Like all good stories, this one begins "in media res", in the middle of the plot, so as to speak. The Industrial Revolution had been under way for almost a century in Western Europe. Poor William Wordsworth had much to lament in the 19th century about the despoiling of nature, so much that his muadlin verses on flowers and clouds gradually became nostalgic in his countrymen's eyes within his lifetime, due to the ravages of industrialisation, urbanisation, and rural migration in England. For that eventual rapproachment with his initially unreceptive readers, Wordsworth became the poet laurette.
Too bad then, that the poet never pointed to the real ravages of industrialisation on the human soul. The industrial revolution created a new class of people, the Capitalists, who owned the factories where hundreds of thousands toiled, in very abysmal conditions and very low pay.
By 1799, one year before Wordsworth's famous "Lines composed a few miles above Tintern Abbey", the capitalists got smart enough to bribe the very corrupt government of William Pitt, to ban the formation of trade unions. The unions would've had sufficient bargaining clout to negotiate for higher pay and more humane conditions.

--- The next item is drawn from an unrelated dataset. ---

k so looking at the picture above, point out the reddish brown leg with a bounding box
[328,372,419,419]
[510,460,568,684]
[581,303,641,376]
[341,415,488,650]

Back to 1847, fifty years on. By that time, unions are banned in most of Western Europe, and the exploitation of workers boiled to crisis proportions. Enter Marx, with the Communist Manifesto. The rest, they say, is history.
Marx might have been a poor Communist philosopher (and he expressedly insisted that he was never a Communist), but he was a brilliant economist who saw the problems of early capitalism, which probably would have "did capitalism in" if Marx didn't publish his analysis.
It did however take almost a century before economists began to take Marx seriously, and only because of the great crisis of industrial capitalism, which we know as the Great Depression. The great arch-Capitalist Henry T. Ford eventually gave in and reversed his opposition to labour unions within his factories, and hence started the ball rolling on modern trade unions.
And tripartite relations? Franklin Roosevelt's New Deal programme echoed most economic-political reforms in capitalist countries across the Atlantic Ocean.
The "welfare state", maligned as it is in today's discourse, is a valid description for every modern capitalist country.
The state's policy basically guarantees the near full-employment conditions in the economy for the capitalists.
For Labour, the state guarantees basic working conditions, such as instituting minimum wage laws, and safegauarding work conditions.
Since the state's aim is for an economy operating near full-capacity, it takes out "unemployment insurance" for workers caught in the wrong part fo the economic cycle, hence the dole.
To provide a decent workforce for the factories, the state heavily subsidises education, as modern industrial economies require a workforce schooled with a foundation in Math, Science, or Engineering.
In general, this agenda sounds like most of the modern "capitalist" countries. What we practise then, is a reformed capitalism, reformed by Marx's analysis of the flaws of the early system.